なぜニューヨークで起訴? 執念で「ゾンビ事件」立件―トランプ氏、口止め料疑惑

東京, 4月2日, /AJMEDIA/

【ニューヨーク時事】トランプ前米大統領が、故郷のニューヨークで起訴された。これまでもさまざまな疑惑が浮上しながら司直の手を逃れてきたトランプ氏だが、ついに「刑事被告人」に。ニューヨーク・マンハッタン地区検察による執念の捜査が立件につながったと言える。
◇顧問弁護士に実刑
 今回の罪状は明らかにされていないが、2016年の大統領選直前に、ポルノ女優ストーミー・ダニエルズさんに支払われた13万ドル(約1700万円)の不倫「口止め料」に関連するとみられる。この疑惑は「ゾンビ事件」と呼ばれるほど、マンハッタン地区検察が過去5年にわたり「何度も捜査を開始しては中止してきた」(ロイター通信)ものだ。
 最初にこの事件を追及したのは連邦捜査局(FBI)だった。18年4月、当時のトランプ氏の顧問弁護士で、支払いを肩代わりしたマイケル・コーエン氏の自宅を捜索。口止め料が選挙活動中の違法な「寄付」に当たると見なされ、コーエン氏は同12月、選挙資金法違反罪などで禁錮3年の実刑判決を受けた。
 だが、FBIなど連邦捜査当局はトランプ氏の刑事責任を問わなかった。18年当時、トランプ氏は大統領在任中。捜査当局を管轄する司法省には、現職大統領を訴追しないとの内規があった。
 ◇一族企業も標的
 これと並行して、マンハッタン地区検察も口止め料に関する捜査に着手した。トランプ氏はコーエン氏に口止め料を弁済した際、「弁護士費用」と偽ってビジネス記録に記載。これがニューヨーク州法違反に当たると判断した。
 ただ、記録改ざんは禁錮1年未満の軽犯罪にとどまることから、検察は捜査範囲を拡大。次第に、トランプ氏の一族企業「トランプ・オーガニゼーション」による資産価値の不正操作や脱税疑惑に注目が集まるようになった。

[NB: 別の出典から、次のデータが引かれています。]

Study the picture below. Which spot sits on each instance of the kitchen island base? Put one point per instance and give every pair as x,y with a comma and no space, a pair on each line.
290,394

 同社は21年夏に脱税で起訴され、今年1月に罰金約160万ドル(約2億円)が言い渡された。この時もトランプ氏本人は訴追されなかった。
 ◇罪状に重罪か
 選挙で選ばれる地区検察トップには22年1月、アルビン・ブラッグ氏が就任した。ブラッグ氏は当初、トランプ氏の起訴に消極的とされ、それまで捜査を担当していた検事2人が抗議の退職。ブラッグ氏は異例の声明を出し、捜査は続いていると釈明した。
 声明発表から約1年。ブラッグ氏は資産価値の不正操作ではなく、口止め料疑惑での立件に踏み切ったもようだ。米メディアはこれまで、トランプ氏を重罪で刑事訴追するのは難しいとの見方も伝えていた。だが、報道によれば、今回の罪状には重罪も含まれている。